Hi there,
Data
as mentioned in my previous post, I want to fit a hierarchical reinforcement learning (RL) model (a Pearce-Hall model according to Diederen et al. ) to 2-armed bandit choice (0/1) data of 71 subjects.
Each subject belongs to one out of two groups (group = 0/1) and performed the task twice (condition = 1/2).

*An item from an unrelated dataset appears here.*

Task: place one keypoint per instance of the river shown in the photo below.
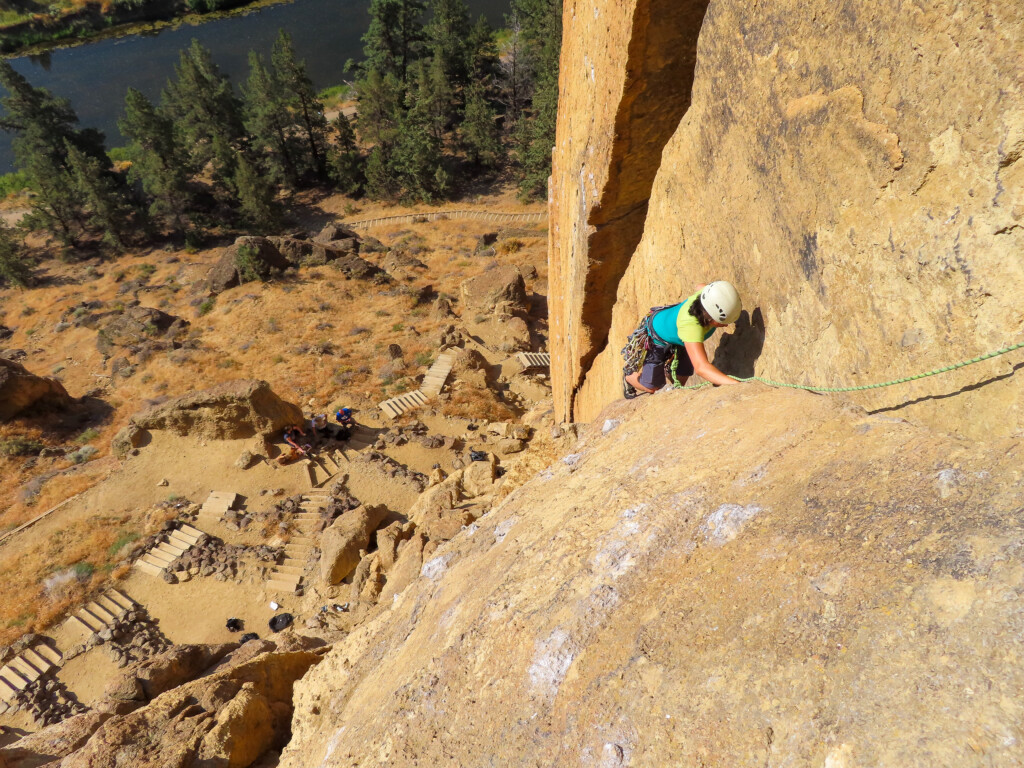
(95, 76)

Each task run consisted of 50 trials.
Modeling goal
The code should perform two things at once:
- Run a trial-by-trial reinforcement learning model (in the Stan model block) to estimate the RL parameters (alpha, tau, C, gamma) for each subject and condition.
- Run a hierarchical linear model with the RL parameters (alpha, tau, C, gamma) per subject and condition as dependent variables.

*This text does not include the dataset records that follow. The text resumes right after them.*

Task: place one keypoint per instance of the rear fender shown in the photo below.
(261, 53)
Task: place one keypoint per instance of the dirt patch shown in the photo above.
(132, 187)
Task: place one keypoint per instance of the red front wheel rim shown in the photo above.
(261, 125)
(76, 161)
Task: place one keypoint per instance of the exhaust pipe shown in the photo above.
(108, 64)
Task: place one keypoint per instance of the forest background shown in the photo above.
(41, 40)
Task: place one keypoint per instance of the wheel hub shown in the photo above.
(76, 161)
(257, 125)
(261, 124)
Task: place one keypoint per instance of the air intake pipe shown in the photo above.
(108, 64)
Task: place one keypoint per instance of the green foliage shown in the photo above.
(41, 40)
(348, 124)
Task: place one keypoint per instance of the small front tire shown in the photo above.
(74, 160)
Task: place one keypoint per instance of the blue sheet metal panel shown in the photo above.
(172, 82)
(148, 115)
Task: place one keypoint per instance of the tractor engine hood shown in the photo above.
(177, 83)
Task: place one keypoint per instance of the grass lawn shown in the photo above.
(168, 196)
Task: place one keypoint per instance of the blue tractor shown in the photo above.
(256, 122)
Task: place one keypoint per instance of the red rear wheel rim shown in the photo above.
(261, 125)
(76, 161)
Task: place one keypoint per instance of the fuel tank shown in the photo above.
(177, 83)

Random-slope-and-intercept model
To translate the hierarchical linear model to Stan, I started from an example by @Vanessa_Brown.

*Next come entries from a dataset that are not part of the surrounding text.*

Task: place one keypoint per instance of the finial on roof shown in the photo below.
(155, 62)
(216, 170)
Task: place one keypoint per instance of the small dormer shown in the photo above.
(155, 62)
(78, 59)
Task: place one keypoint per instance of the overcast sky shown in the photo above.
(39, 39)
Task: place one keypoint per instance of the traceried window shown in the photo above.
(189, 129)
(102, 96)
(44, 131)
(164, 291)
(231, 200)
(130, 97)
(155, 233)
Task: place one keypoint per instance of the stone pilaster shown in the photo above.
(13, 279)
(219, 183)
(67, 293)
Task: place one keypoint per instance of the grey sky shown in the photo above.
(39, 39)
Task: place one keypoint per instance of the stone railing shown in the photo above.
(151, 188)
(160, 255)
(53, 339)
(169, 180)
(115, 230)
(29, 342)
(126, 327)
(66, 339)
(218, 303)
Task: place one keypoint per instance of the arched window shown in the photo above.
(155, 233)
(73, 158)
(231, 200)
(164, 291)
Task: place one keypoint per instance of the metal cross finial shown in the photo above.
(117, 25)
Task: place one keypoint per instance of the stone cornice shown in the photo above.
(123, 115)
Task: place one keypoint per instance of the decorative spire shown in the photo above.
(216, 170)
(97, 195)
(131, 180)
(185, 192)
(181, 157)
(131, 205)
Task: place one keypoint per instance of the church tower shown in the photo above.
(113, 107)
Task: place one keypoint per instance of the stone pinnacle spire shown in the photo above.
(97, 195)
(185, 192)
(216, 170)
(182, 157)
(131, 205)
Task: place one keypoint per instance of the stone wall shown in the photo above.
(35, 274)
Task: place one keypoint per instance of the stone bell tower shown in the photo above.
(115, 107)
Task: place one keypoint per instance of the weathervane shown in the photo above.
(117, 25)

Question 1: How can the hierarchical linear model part from @Vanessa_Brown 's code be written in lme4? From what I understand, the model includes per subject random slopes and possibly also a visit nesting variable (?).
I adapted the example model to my data (see my previous post), but it seems to be overly flexible.
Random-intercept-only model
Now, I want to reduce the model to a random-intercept-only model with group (0/1), condition (0/1), and their interaction as fixed effects, and with a random intercept per subject. In lme4, I would write the hierarchical linear model part as shown below. Lme4 would give me estimates for the fixed intercept, the three fixed slopes, the random intercept per subject, and the residual variance.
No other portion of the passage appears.